Rasûlullah -sallâllâhu aleyhi ve sellem:
“-O köşkler; güzel söz söyleyen, yemek yediren, oruca devam eden ve insanlar uykuda iken geceleri namaz kılanlar içindir.” (Ahmed bin Hanbel, Müsned, 1268)
“Cennette yüz derece vardır. Her iki derece arasındaki mesafe, gökle yeryüzü arası kadardır. Firdevs, derece olarak en üstünü olup cennetin dört ırmağı buradan fışkırır. Arş da bunun üstünde bulunur. Allah’tan cennet istediğinizde Firdevs’i isteyiniz.” (Ahmed bin Hanbel, Müsned, 21627)
“Cennete girecek olan ilk grubun şekli ve görüntüsü, ayın dolunay gecesindeki görüntüsü gibidir. Orada tükürme yok, sümkürme yok, tuvalete çıkma ihtiyacı yok. Kullanılan kaplar altından, tarakları altından ve gümüşten, buhurdanlıkları öd ağacındandır. Terleri misk gibidir…” (Müslim, Cennet Bâbı )

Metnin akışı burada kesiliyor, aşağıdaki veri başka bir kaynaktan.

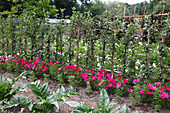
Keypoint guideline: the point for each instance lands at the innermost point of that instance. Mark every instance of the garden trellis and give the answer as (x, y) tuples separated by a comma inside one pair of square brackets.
[(89, 44)]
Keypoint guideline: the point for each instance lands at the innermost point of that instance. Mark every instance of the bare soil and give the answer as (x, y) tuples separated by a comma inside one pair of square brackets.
[(89, 99)]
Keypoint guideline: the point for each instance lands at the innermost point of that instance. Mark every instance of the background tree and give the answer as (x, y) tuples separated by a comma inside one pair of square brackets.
[(97, 8)]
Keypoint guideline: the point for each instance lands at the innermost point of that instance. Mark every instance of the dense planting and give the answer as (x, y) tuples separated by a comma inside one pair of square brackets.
[(125, 56), (146, 91)]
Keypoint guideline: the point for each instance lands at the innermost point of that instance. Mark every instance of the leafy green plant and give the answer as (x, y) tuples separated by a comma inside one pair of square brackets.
[(47, 101), (124, 109), (104, 106)]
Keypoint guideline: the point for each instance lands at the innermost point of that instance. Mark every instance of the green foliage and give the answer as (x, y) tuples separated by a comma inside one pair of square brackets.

“Cennetteki nimetlerden bir tırnağın taşıyabileceği kadar az bir şey dünyaya gösterilmiş olsaydı, gökler ve yeryüzü, her tarafıyla süs içerisinde kalırdı. Cennetliklerden bir kişi dünyaya bir baksa ve bileziklerinden biri dünyaya görünse, güneşin yıldızların ışığını silip süpürdüğü gibi o da güneşin ışığını silip süpürürdü.” (Ahmed bin Hanbel, Müsned, 1371)
* * *
Bir adam, Rasûlullah -sallâllâhu aleyhi ve sellem-’e:
“-Ey Allâh’ın Rasûlü! Cennette at var mıdır?” diye sordu. Rasulullah -sallâllâhu aleyhi ve sellem-:
“-Allah seni cennetine koyarsa, orada senin istediğin şekilde kırmızı yakuttan bir ata bindirilip dilediğin yere uçabilirsin.”
Bir başka adam da şöyle sordu:
“-Ey Allâh’ın Rasûlü! Cennette deve var mıdır?”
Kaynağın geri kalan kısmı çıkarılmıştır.